Low interest rates and strong buyer interest will drive long-term growth in NextEra Energy Inc’s NEE renewables business, according to Morgan Stanley.
The Analyst
Stephen Byrd maintained an Overweight rating on NextEra Energy and raised the price target from $207 to $234.
The Thesis
NextEra Energy was the pioneer in U.S. renewables; has consistently enjoyed a leading market share in wind and solar; and return on invested capital has been attractive over an extended timeframe, Byrd said in a Tuesday note. (See his track record here.)
Of the two businesses, the company’s wind vertical has performed better, generating returns on equity in the high teens, the analyst said, adding that there are multiple barriers to entry in the wind energy space.
Although the ending of tax credits in early 2020 has raised investor concerns around the sustainability of renewables growth in the U.S., the cost of renewable technologies has continued to decline at a rapid pace, he said.
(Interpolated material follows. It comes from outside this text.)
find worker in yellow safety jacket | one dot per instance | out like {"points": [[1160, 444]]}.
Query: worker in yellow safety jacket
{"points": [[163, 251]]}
Investors seem to underappreciate the fact that NextEra Energy is among "the biggest indirect beneficiaries" of a trend of interest rates that remain "lower for longer," Byrd said.
The two powerful trends of long-term renewables growth and low interest rates could drive shareholder value creation, according to Morgan Stanley.
Price Action
NextEra Energy shares were up 0.11% at $215.63 at the time of publication Tuesday.